TOPSHAM — The town manager and Brunswick’s acting town manager will meet to develop recommendations for moving ahead with regional cost-saving strategies.
“This is a new beginning,” Board of Selectmen Chairman Ron Riendeau said following a one-hour workshop Feb. 4, where his board hosted the Brunswick Town Council.
“The key element (in cooperation) is going to be the two administrators,” Brunswick Councilor David Watson said, referring to Topsham Town Manager Jim Ashe and Brunswick Acting Town Manager Gary Brown.
Watson’s colleague Councilor Gerald Favreau pointed out that if his board had known ahead of time that Topsham is building a new salt shed, Brunswick could have built a bigger one to share with Topsham.
“That’s the purpose of having the administrators very closely working together,” Watson said.
In that vein, Selectman Sandra Consolini mused that if Brunswick and Topsham were shopping for police cruisers at the same time, they could buy them together and save money.
Brunswick Councilor Hallie Daughtry said that in the current economic times, the two boards should explore what they can do together to share staff or equipment and combine resources.
“It’s really become a regionalization philosophy today,” Watson said. “We’re now one community, at least I think, and I think the communities around us are dependent on us for their survival. If we fail, they fail.”
Favreau suggested that grant money could be available to help the towns study regionalization.
Board members discussed the idea of a subcommittee to hammer out ways to work together for the benefit of both communities. Along with the towns’ respective managers and elected officials, the members suggested citizens and business owners could be involved.
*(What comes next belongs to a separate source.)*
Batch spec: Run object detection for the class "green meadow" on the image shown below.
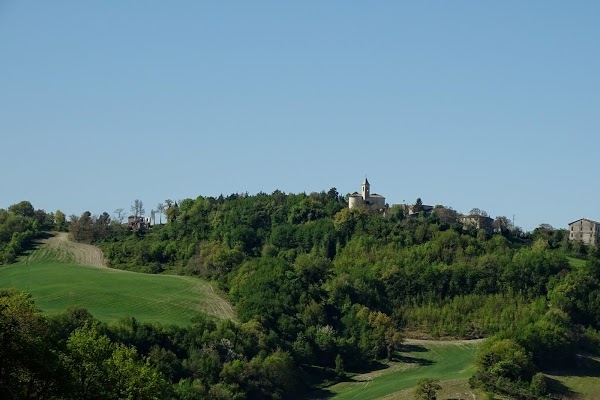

Watson pointed out that Brunswick currently shares general assistance services with Bath, and that potentially, this cooperation could extend to Topsham.
“We could pool our money and provide better services,” he said, also mentioning that the towns’ fire departments already provide mutual aid to each other.
Selectman Jim Trusiani took a more reserved approach to cooperative cost-sharing. He noted that a large chunk of municipal spending goes toward salaries.
“If this table is really serious about saving a lot of money,” he said, “then you’d better get the chainsaws out and start cutting personnel across the board.”
Trusiani added, though, that he does not think Topsham has enough police, fire, EMS and public works employees.